Climbing into a stark granite landscape studded with glacially-formed lakes, the Pear Lake Trail offers some real alpine scenery that’s only about four miles from the Wolverton trailhead. Admittedly it’s a somewhat challenging four miles, but this is still the most popular high country hike in Sequoia National Park.
The one thing missing from this trail are sweeping mountainous views; the trail never climbs out of the Tokopah Valley and the views are mostly limited to the valley.
The Watchtower Trail is closed in the winter and the trail can be covered with snow well into summer. Check the park’s trail conditions web page before hiking.
Here’s the trailhead location in Google Maps.
The well-used trail starts at the Wolverton parking lot and immediately begins climbing through somewhat dull woodland. The scenery gradually improves as a rushing creek comes into earshot and the the trail crosses a small meadow.
Turn left at the trail to Pear Lake. The trail climbs more insistently, and the dense pine forest opens up a little and becomes more scenic. There are climpses of the hills and granite outcroppings across the Tokopah Valley.
At the next intersection, you can either take the "Watchtower" route to the left or the "Hump" route to the right. The Watchtower route is far more interesting, and quite a bit easier too. However, it’s often closed as late as July due to persistent snow on its shady north-facing slopes. Fortunately for those who have to take the Hump route, the best scenery doesn’t come until after the two trails re-join.
The Watchtower route continues to climb through pine forest, finally breaking out of the woods right at the point where it reaches the Watchtower. You can only see the back of the watchtower and it’s nothing special; of more interest is the expansive view of Tokopah Falls from above.
The trail switchbacks up the hill, then passes through two vertiginous stretches where it’s carved into the side of a steep granite hill. The trail is about 4 to 6 feet wide so it doesn’t seem especially dangerous on dry late-summer days, but you wouldn’t want to be here when it’s covered with ice or snow.
The trail continues to be cut into the hillside, although the hill isn’t quite as steep. Soon the trail reaches the junction with the Hump route, and shortly after that, the trail curves around Heather Lake.
Heather Lake is, I think, the most attractive (if also the most ordinary) of the lakes in this area, since it’s pleasantly wooded. The other lakes are somewhat more barren-looking, being surrounded mostly by bare granite. For some reason there’s no camping at Heather Lake.

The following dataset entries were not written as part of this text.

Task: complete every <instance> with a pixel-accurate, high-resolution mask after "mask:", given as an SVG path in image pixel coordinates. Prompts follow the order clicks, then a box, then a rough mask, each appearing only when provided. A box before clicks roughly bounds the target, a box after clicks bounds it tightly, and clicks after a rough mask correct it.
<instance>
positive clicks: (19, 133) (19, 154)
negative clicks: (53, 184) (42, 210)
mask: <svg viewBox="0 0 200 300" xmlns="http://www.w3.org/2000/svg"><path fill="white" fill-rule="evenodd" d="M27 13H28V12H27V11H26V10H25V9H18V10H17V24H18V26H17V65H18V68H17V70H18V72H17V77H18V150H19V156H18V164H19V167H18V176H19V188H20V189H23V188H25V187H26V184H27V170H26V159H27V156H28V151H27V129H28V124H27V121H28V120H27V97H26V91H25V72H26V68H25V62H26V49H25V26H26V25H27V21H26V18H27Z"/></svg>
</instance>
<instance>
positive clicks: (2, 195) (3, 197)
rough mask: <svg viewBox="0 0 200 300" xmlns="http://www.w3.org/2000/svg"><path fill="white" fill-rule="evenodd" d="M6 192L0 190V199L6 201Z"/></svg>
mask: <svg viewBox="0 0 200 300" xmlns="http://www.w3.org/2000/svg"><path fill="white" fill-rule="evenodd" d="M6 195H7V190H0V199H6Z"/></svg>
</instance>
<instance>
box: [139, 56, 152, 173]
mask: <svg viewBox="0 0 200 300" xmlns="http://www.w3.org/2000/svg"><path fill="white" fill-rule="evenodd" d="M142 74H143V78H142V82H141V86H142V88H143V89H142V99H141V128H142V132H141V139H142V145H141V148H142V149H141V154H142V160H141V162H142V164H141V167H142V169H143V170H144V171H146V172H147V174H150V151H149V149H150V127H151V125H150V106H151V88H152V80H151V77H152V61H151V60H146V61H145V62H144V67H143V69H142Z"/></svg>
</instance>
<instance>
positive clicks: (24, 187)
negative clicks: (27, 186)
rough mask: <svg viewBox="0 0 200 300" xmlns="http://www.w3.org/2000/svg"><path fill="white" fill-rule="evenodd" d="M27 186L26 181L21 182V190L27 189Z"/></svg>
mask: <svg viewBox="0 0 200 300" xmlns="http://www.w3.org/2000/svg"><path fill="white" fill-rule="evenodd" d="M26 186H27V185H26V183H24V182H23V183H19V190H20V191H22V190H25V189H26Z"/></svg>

The trail climbs over a low rise. Some of the pines that manage to grow on the rocky hills are Foxtail Pines, a rare treeline species that can live for thousands of years and is related to the Bristlecone Pine, the world’s oldest tree. They lack the distinctive gnarled appearance seen elsewhere, maybe because they’re sheltered in this valley.
The trail then descends toward the Emerald Lake campground, which has an exceptionally picturesque outhouse, a handsome stone structure set on a low rise among the alpine scenery.
After the campground, the trail begins climbing again. Foot traffic on the trail seems to drop off at this point and you’re not likely to see anyone until you reach Pear Lake. The trail is rocky and can be a little slow to negotiate. Curving around a ridge, the trail offers some nice views of the Watchtower and the Tokopah valley.
A spur trail to the left descends to the ranger station, which is another handsome stone structure set next to a sort of mini-waterfall where a creek cascades over some low step-like rock formations. It’s a nice location but I’m not sure why it’s called a ranger station, since there aren’t any actual rangers there. The structure is more accurately called the Pear Lake Backcountry Ski Hut. The one-room (maybe two) hut is closed in the summer, but from December 15 to April 9 hardy skiers can apparently stay overnight by reservation.
The main trail continues to climb up to Pear Lake, crossing the most barren, rocky landscape of the hike. Amazingly there are still trees, though, especially around the campsites. The lake is a classic tarn, set in a distinctive glacially-carved granite bowl or cirque. It’s the most stark and otherworldly of the lakes on this trail and although it’s actually a fairly popular destination, it feels very remote.